12. De la sorte, au moment de la location, il existait un contrat de mandat entre la SARL Horizon Immobilier et M. [M] [O].
13. S’agissant du contenu du mandat confié, l’article 3 du contrat d’agent commercial immobilier, relatif à l’objet du contrat, stipule :
« Par les présentes, conformément aux droits et obligations résultant pour lui des dispositions de la loi n°70-9 du 2 janvier 1970 et du décret 72-678 du 20 juillet 1972, Efka SARL Horizons Immobilier confie à l’agent commercial, qui l’accepte, le mandat de vendre au nom et pour le compte de Efka SARL Horizons Immobilier, dans la limite des textes législatifs et réglementaires applicables, des dispositions du présent contrat, et des mentions portées sur l’attestation d’habilitation visée par la préfecture.
L’agent commercial n’est pas habilité à rédiger des actes sous seing privé. »
14. Au regard de cette disposition, seule la vente de biens immobiliers avait été confiée par mandat à M. [M] [O]
15. La SCI Vickymmo qui recherche la responsabilité de la SARL Horizons Immobilier en raison de la faute de son mandataire doit donc prouver que la location de l’appartement, en cours de vente, qui n’entrait pas dans le mandat de M. [M] [O], aurait été ratifiée, expressément ou tacitement, par le mandant, ou encore, aurait été conclu avec la complicité de son mandant.
16. Or, une telle preuve n’est pas rapportée.
17. En effet, la preuve d’ une collusion frauduleuse n’est pas rapportée, les productions démontrant au contraire, d’une part, que cette société a déposé plainte pour des faits d’abus de confiance en raison du comportement de M. [M] [O], d’autre part, que ce dernier a endossé l’entière responsabilité de cette location en attestant avoir agi de sa propre initiative, en dehors précisément de ses fonctions exercées dans l’agence. Il a par ailleurs ajouté qu’aucun dirigeant ou collaborateur de la SARL Horizons Immobilier n’était informé de cette même location.
18. La faute de négligence, alléguée subsidiairement, n’est pas davantage établie dès lors que le dépôt de plainte mentionne très clairement, sans que les productions apportent la preuve contraire, que les clefs de l’appartement mis en location par M. [M] [O] ont été subtilisées dans l’agence par ce dernier.
19. En l’absence de faute démontrée plantes, la responsabilité la SARL Horizons Immobilier ne peut être recherchée et la condamnation des premiers juges à payer à lui payer la somme de 3 650,88 euros au titre des frais engagés à la suite de la « location » n’est pas fondée.
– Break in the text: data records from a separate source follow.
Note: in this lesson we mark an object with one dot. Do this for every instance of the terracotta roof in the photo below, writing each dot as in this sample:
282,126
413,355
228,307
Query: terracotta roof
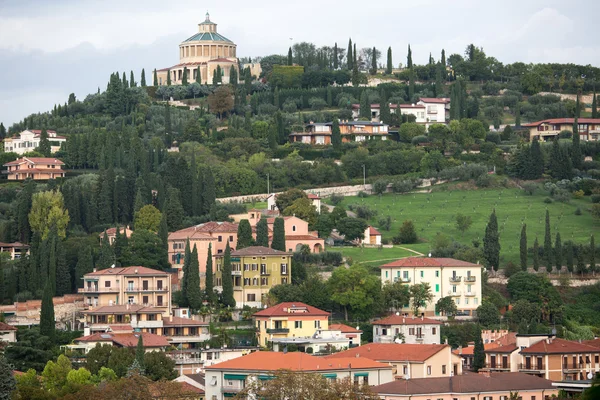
127,271
466,383
429,262
343,328
296,308
393,352
295,361
559,346
6,327
567,121
401,320
126,339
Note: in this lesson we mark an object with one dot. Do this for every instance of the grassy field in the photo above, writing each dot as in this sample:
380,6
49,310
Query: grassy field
436,212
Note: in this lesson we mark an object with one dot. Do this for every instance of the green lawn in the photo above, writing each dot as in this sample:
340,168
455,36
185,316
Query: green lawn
435,212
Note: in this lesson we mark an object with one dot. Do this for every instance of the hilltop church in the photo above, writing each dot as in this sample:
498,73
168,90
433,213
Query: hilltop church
202,53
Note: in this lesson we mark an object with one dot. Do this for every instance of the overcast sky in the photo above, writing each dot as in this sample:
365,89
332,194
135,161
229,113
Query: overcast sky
49,49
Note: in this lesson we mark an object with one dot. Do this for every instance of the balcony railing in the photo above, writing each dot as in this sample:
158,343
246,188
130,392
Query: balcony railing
278,330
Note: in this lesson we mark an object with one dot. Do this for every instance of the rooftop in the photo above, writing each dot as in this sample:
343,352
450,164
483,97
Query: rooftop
393,352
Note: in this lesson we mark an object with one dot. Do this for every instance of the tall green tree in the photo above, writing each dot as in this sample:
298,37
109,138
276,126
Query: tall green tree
548,244
244,235
491,243
227,294
523,247
278,242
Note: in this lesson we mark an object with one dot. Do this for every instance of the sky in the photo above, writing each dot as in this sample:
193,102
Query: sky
49,49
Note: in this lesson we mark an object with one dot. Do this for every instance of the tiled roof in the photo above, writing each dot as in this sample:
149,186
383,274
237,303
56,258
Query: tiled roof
295,361
467,383
559,346
428,262
343,328
128,271
401,320
393,352
291,309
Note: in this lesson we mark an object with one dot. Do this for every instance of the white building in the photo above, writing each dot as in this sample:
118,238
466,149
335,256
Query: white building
458,279
29,140
406,329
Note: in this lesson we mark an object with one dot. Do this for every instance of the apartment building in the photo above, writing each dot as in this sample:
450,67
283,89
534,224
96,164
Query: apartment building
128,285
36,168
406,329
254,270
227,379
458,279
548,129
350,131
409,361
289,320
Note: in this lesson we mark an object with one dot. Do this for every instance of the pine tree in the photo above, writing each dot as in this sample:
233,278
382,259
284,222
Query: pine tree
491,243
558,252
244,235
278,242
536,255
390,65
262,233
47,323
523,247
227,295
548,244
210,284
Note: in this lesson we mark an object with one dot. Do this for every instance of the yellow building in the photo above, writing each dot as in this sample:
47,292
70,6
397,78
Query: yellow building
255,270
289,320
202,53
129,285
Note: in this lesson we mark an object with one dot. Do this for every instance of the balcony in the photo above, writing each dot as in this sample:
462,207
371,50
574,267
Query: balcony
278,330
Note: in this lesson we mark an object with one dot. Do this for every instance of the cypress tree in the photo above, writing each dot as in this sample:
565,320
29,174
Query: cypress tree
548,244
227,295
244,235
558,252
536,255
47,323
491,243
523,247
278,242
210,284
262,233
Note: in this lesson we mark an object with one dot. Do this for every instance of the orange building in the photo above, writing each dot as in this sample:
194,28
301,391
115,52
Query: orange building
36,168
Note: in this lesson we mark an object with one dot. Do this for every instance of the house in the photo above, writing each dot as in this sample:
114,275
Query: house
409,361
458,279
404,329
8,333
289,320
490,386
29,140
350,131
227,379
15,250
128,285
547,129
36,168
254,270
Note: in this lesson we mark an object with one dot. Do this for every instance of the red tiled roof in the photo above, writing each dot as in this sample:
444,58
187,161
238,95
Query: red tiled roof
295,361
428,262
559,346
401,320
128,271
390,352
502,382
283,310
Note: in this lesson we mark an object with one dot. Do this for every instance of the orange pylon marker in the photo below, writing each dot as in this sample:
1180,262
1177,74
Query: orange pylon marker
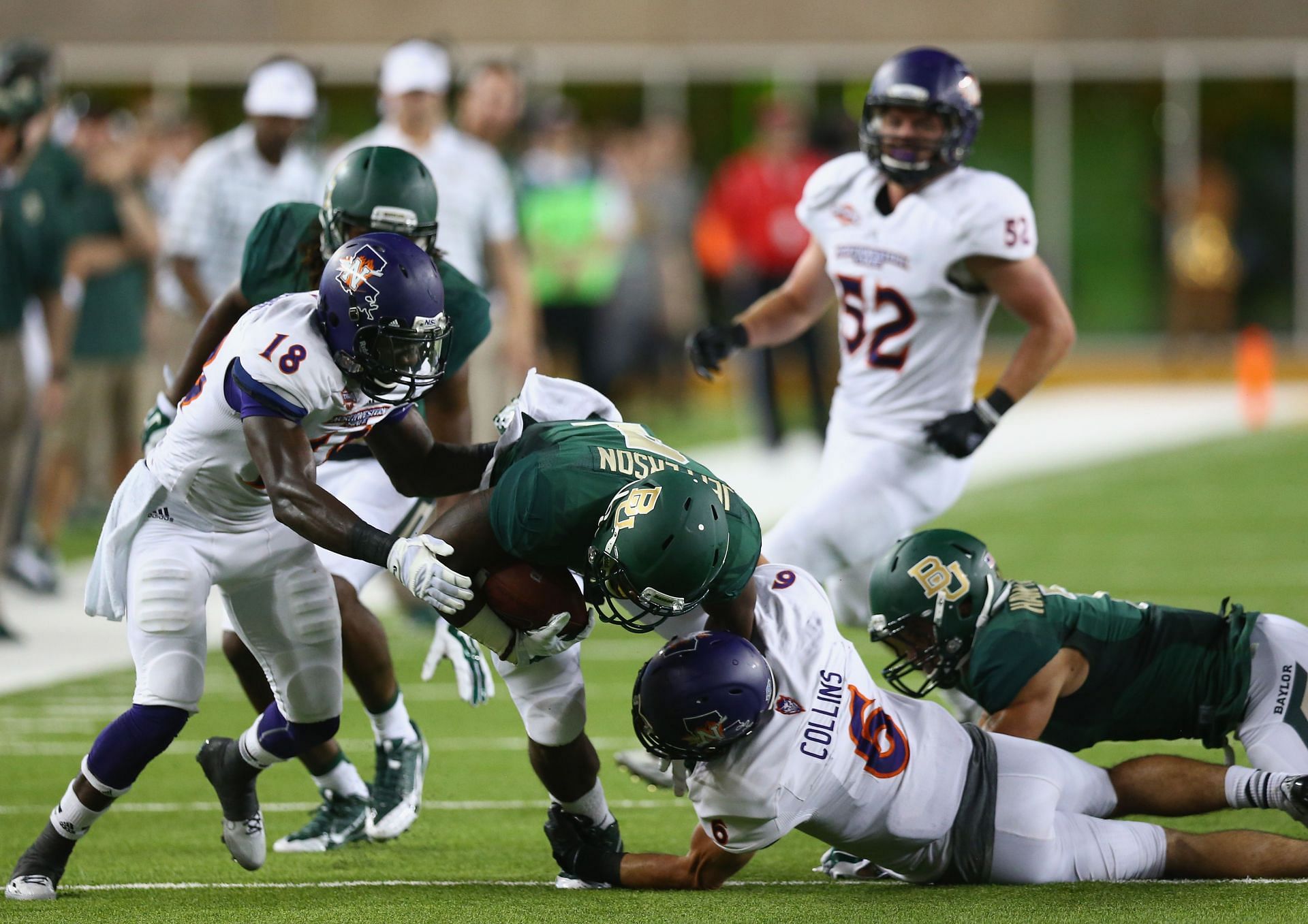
1255,374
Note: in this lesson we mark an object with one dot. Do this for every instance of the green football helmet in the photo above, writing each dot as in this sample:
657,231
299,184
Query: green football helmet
658,549
932,592
379,190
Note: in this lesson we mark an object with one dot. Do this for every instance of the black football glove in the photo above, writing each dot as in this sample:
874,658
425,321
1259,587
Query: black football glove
576,854
962,433
711,345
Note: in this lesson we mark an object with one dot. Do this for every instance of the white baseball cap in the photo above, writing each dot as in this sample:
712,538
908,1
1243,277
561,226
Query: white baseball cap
416,65
281,88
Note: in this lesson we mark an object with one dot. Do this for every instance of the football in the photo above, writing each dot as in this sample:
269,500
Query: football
526,596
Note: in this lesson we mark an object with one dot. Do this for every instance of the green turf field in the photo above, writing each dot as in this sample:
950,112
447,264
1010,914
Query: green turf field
1188,527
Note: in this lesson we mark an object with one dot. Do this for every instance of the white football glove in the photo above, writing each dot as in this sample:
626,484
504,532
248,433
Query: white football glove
537,643
416,562
471,672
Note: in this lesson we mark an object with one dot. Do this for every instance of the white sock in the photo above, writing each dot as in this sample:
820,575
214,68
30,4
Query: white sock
591,806
1248,788
343,779
71,818
254,753
392,723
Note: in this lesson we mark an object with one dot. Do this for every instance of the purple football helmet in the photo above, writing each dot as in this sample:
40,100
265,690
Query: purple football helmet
931,80
699,695
382,308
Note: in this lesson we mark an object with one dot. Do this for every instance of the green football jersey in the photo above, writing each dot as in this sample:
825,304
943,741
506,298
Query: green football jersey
555,484
283,255
1155,672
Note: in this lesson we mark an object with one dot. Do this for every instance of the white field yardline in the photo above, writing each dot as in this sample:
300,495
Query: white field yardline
431,804
189,748
543,884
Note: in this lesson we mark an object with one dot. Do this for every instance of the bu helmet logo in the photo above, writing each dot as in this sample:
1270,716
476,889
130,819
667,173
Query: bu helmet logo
935,578
638,503
705,729
355,274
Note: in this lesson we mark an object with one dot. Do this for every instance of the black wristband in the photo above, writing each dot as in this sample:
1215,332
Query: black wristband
999,402
369,544
595,865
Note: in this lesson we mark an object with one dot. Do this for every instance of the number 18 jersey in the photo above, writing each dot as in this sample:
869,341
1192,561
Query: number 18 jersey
912,319
275,362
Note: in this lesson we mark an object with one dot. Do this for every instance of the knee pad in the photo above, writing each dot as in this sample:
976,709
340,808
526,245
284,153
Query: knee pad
130,743
307,735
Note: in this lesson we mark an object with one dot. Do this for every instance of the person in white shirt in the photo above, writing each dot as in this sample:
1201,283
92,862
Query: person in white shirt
788,731
479,224
230,179
920,249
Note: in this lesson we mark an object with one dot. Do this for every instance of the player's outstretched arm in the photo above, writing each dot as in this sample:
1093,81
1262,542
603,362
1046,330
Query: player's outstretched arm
285,462
213,327
777,318
1030,712
1027,289
705,865
422,467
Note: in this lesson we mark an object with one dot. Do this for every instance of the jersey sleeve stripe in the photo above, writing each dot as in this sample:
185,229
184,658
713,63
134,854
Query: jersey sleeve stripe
258,399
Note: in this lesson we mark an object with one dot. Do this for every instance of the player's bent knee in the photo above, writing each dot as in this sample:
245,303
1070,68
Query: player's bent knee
311,733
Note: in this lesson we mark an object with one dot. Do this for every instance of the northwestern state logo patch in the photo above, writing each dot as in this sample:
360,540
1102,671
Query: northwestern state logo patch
788,706
355,275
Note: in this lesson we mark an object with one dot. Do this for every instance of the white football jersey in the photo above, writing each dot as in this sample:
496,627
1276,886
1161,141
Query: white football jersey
869,771
275,356
912,321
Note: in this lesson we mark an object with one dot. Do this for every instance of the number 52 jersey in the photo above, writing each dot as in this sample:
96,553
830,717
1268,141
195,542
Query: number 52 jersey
912,318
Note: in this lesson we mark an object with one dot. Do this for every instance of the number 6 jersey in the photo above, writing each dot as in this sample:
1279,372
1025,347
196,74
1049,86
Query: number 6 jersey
912,319
274,362
839,759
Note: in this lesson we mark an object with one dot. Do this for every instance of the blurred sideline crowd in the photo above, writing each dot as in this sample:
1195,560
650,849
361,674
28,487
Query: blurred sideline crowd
601,246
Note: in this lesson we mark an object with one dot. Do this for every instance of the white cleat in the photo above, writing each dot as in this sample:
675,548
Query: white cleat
31,889
246,842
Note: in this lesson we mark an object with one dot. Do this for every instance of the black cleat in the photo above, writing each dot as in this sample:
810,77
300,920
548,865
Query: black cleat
233,782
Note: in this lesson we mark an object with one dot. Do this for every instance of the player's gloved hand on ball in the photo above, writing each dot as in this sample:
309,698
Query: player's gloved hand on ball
416,562
959,434
156,422
711,345
534,645
576,854
471,671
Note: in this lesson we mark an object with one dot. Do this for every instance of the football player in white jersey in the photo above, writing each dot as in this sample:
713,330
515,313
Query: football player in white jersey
228,498
790,732
920,249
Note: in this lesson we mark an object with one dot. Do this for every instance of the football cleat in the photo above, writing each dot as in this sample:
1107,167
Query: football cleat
233,782
35,876
645,769
396,786
1295,790
338,821
841,865
608,840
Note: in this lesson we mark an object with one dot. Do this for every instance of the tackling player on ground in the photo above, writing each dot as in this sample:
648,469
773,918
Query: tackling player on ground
920,249
378,190
792,733
659,543
1074,669
229,498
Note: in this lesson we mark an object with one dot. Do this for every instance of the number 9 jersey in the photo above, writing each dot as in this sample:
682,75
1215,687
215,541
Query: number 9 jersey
912,318
275,362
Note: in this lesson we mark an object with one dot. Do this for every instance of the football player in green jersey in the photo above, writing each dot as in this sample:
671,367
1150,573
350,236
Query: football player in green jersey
1073,669
372,190
659,541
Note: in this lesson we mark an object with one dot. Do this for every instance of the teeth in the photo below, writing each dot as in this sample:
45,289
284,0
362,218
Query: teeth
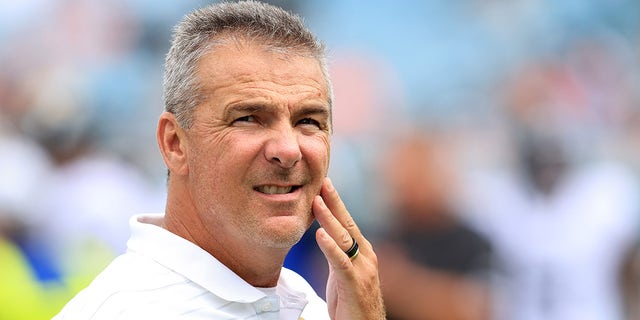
274,189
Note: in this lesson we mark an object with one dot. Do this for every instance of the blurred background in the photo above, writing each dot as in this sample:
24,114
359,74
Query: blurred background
490,149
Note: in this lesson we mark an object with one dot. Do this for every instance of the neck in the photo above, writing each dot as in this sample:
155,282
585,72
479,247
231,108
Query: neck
259,266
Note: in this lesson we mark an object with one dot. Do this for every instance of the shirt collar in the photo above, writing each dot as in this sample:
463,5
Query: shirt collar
187,259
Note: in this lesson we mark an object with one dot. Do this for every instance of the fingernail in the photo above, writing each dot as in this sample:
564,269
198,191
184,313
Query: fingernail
329,184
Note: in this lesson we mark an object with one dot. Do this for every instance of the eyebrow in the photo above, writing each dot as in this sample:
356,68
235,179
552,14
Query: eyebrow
304,110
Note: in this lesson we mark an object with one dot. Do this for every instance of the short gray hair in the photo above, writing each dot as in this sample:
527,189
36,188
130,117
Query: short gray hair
199,32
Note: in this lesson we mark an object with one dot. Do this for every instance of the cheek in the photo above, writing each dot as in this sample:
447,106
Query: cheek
317,151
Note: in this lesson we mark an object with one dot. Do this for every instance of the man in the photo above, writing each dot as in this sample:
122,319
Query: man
246,137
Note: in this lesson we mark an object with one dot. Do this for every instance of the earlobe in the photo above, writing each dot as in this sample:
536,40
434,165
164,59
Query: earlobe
173,144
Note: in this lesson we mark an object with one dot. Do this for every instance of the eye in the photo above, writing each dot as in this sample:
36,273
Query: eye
309,121
245,119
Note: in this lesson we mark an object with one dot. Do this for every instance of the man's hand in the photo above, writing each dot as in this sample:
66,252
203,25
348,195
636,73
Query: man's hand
353,287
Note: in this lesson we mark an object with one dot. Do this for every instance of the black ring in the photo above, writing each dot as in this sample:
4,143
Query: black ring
353,251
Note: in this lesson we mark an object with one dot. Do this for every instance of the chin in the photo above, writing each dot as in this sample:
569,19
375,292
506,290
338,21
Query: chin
284,234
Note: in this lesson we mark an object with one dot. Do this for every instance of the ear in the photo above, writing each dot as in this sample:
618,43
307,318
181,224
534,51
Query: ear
173,144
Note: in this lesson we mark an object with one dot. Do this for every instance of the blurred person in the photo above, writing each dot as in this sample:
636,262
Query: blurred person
245,137
433,265
32,285
563,225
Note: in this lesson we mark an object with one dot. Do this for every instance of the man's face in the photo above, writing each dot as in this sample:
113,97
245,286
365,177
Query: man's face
259,145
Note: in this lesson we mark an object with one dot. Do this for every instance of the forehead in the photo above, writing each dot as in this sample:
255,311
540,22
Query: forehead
244,68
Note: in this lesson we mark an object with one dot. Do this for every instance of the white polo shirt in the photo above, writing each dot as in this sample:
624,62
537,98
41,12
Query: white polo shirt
163,276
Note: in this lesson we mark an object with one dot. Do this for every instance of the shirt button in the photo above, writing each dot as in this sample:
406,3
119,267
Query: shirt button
267,307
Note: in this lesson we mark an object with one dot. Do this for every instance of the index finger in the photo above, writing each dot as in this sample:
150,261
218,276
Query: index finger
337,207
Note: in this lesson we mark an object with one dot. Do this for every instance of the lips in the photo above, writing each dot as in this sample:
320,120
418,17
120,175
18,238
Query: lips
271,189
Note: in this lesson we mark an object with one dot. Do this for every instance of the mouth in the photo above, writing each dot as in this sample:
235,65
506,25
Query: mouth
271,189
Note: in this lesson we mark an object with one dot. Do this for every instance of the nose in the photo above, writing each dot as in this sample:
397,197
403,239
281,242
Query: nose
283,148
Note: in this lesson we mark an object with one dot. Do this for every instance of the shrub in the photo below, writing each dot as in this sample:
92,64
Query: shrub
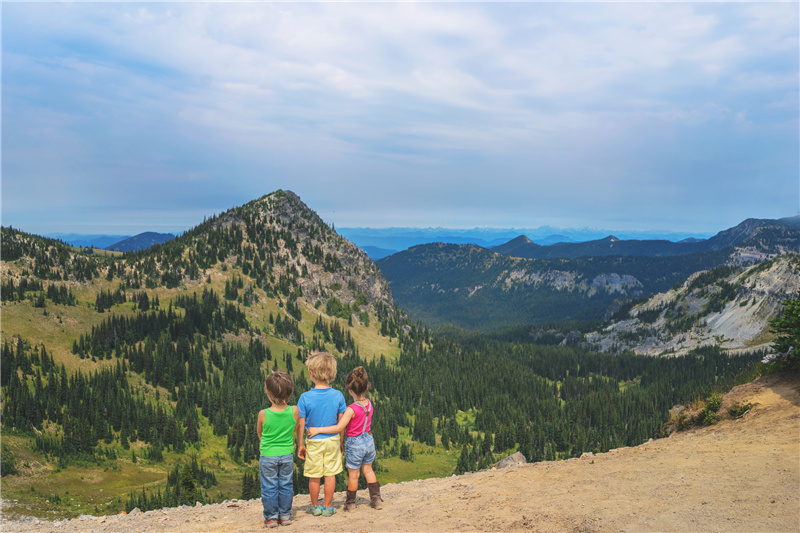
736,410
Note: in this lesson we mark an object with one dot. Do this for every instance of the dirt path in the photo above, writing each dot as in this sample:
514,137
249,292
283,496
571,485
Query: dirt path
739,475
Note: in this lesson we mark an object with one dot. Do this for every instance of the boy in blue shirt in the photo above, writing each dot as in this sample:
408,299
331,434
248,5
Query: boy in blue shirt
320,407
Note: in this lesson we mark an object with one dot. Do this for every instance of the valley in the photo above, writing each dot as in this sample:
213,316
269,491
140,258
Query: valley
121,370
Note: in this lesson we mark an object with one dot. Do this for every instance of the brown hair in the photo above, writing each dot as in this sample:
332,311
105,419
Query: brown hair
323,365
357,380
279,387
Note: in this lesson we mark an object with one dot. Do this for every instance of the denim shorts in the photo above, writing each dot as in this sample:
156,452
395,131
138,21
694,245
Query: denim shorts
359,450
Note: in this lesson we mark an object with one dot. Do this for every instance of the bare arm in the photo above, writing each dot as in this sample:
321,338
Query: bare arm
342,432
260,424
300,429
343,420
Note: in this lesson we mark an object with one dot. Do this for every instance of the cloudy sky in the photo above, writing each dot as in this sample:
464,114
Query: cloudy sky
129,117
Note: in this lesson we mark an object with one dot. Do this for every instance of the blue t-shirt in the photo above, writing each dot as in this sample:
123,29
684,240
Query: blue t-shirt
320,408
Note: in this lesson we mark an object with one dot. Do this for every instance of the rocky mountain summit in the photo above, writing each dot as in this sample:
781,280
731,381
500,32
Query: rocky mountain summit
727,306
740,475
323,262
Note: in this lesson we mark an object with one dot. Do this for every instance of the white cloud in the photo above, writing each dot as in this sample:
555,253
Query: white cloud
446,97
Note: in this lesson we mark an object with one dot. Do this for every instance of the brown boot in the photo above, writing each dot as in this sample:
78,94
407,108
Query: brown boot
350,502
375,495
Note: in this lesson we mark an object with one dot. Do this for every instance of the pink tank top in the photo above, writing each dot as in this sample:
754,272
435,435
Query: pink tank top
361,421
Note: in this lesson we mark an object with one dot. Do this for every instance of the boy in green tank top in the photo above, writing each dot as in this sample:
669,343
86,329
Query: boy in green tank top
276,428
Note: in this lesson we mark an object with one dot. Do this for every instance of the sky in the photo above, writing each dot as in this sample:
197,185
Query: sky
129,117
20. La demande de dommages et intérêts pour préjudice moral qui résulterait de cette location ne peut dès lors être admise, ce d’autant que la SCI Vickymmo invoque un préjudice moral de ses associés, lesquels ne sont pourtant pas personnellement dans la cause.
21. La décision sera infirmée en toutes ses dispositions.
PAR CES MOTIFS
La cour,
Infirme le jugement déféré en toutes ses dispositions,
Statuant à nouveau et ajoutant,
Déboute la SCI Vickymmo de toutes ses demandes,
Déboute SARL Horizons Immobilier et les consorts [G] de leur demande de dommages et intérêts,
Condamne la SCI Vickymmo aux dépens d’appel.
Déboute la SCI Vickymmo de sa demande au titre des frais irrépétibles et la condamne à payer à la SARL Horizons Immobilier la somme de 3 000 euros par application de l’article 700 du code de procédure civile.